2.5.4. Promoting Commercially Viable Supporting Markets

Facilitating Demand for Supporting Markets

In addition to looking at the constraints of supporting-market businesses, development practitioners should address the constraints faced by value chain actors when acquiring products or services. Value chain actors who are unaccustomed to purchasing a particular product or service are likely constrained by a lack of:

  • awareness of who provides the products or services they need
  • appreciation of the benefit such products or services can provide to their operations
  • capacity to purchase products or services in suitable quantities or at affordable prices

Project interventions to address these constraints might include the following:

  • expose actors to a host of supporting-market businesses providing a desired product or service
  • develop value chain actors’ demand for supporting products or services through marketing/ information campaigns, demonstration events, voucher programs, etc.
  • assist value chain actors to organize and acquire products or services in bulk

Such activities should be designed and implemented in collaboration with supporting-market businesses, since activities bear directly on their own marketing capacity and responsiveness to these clients. For example, in Bosnia, a project assisted ISO certifiers to provide services to exporters, and also helped to develop the demand for these services. To do this, the project covered the cost of introductory visits to the exporters’ place of business by the ISO certifiers. As a result, exporters could better determine the potential value of and effort required to become ISO certified. Subsequent visits and contracts with ISO certifiers, with which several of the exporters moved forward, were entirely paid for by exporters.[1]

Building Relationships among Businesses

There may be systemic challenges among the businesses within a supporting market itself that constrain provision to value chain actors. These systemic challenges typically include the difficulty of manufacturers, distributors and retailers to jointly respond to new demand, and channel appropriate supporting-market products like equipment and inputs to value chain actors. Similarly, training institutions may be unable to equip students with the expertise sought by particular value chain actors. For instance, many craft export value chains lack access to qualified, local design professionals, in part because local institutions do not have programs to train them.

In such situations, project activities can take one of the following approaches:

  • develop the capacity of supporting-market businesses to communicate effectively with and respond to demand from value chain actors. For example, in Bangladesh, many rural farmers lacked access to good-quality, affordable inputs. The KATALYST project addressed this by supporting large agricultural input distributors to expand their retailer networks and train the retailers to advise and demonstrate the use of their products to producers.[2]
  • assist supporting-market businesses to identify suppliers and acquire new products.
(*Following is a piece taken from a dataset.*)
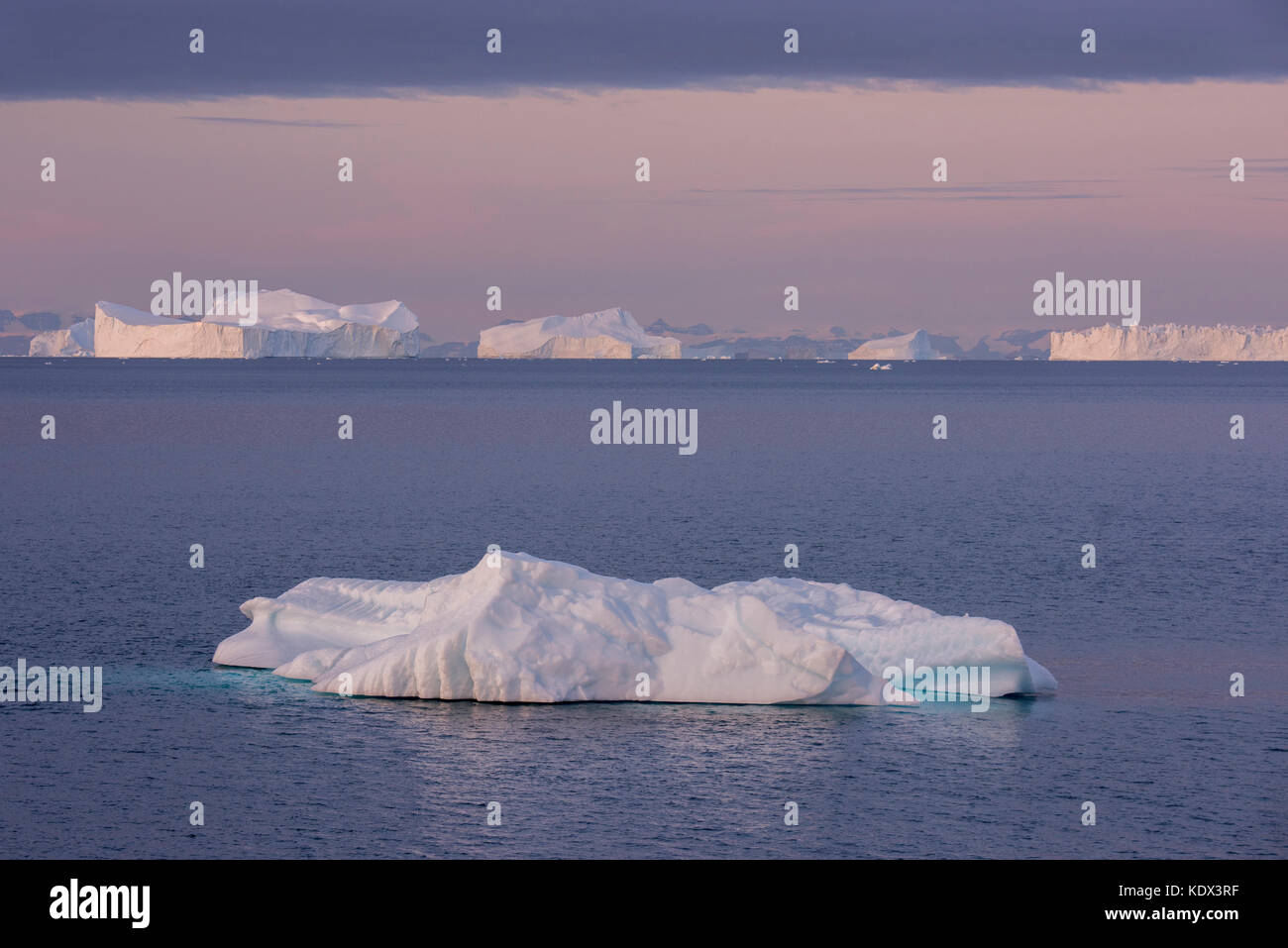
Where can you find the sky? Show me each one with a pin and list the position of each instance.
(767, 168)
For example, in Azerbaijan, a project facilitated links between veterinary supply companies and international manufacturers of medications. As a result, veterinarians could purchase better quality medicines from their suppliers, which improved their businesses because farmers preferred to consult with veterinarians that sold better quality products. [3]

Achieving Scale and Promoting Competition

In order to achieve scale and healthy competition, it is important to collaborate with as many support-market businesses as possible. In the initial stages of most projects, however, it is often difficult to work with large numbers of supporting-market businesses. In some cases only a handful of businesses are willing to expand or tailor services to actors in value chains targeted by the project. In addition, project resources may be limited and unable to reach large numbers of supporting-market businesses.

It is therefore important to be strategic in the initial selection of businesses. The following criteria can help guide the selection process:

  • Are the selected businesses able to invest in expanded or improved products or services to targeted value chain actors?
  • Do they have the potential to provide products or services to large numbers of targeted actors?
  • Do they have the potential to influence others and do they enjoy a good reputation in the supporting market?
  • Do the selected businesses have the potential to provide products or services competitively?

To achieve scale and induce other supporting-market businesses to follow the lead of the early adopters, practitioners may need to implement a variety of project activities. These may include:

  • assisting supporting-market businesses to expand and provide their value chain clients with additional or enhanced products and services
  • promoting standards for the provision of supporting-market products or services, applicable to the whole supporting market
  • fostering and strengthening networks or associations of supporting-market businesses to address common interests such as critical enabling environment or infrastructure constraints

For example, a project in Zambia [4] worked with smallholder farmers that had very limited access to a broad range of good agricultural inputs, equipment and services. Initial project activities assisted a select number of agricultural input distributors to train and deploy rural agents who could operate closer to the farmers. With the success of this approach, the project i) encouraged the participating distributors to expand and improve their services, and ii) induced other distributors to adopt similar competitive practices. Project interventions included the following:

  • building the capacity of input distributors to identify new areas for expansion and manage and train more rural-based agents
  • assisting input distributors to expand their product mix to rural farmers to include spraying and tilling services
  • facilitating development of standards for the safe use of chemicals used by spray service providers by all major agricultural distributors
  • extending basic support to additional input distributors

Footnotes

  1. Partners for Development with Action for Enterprise: 2006.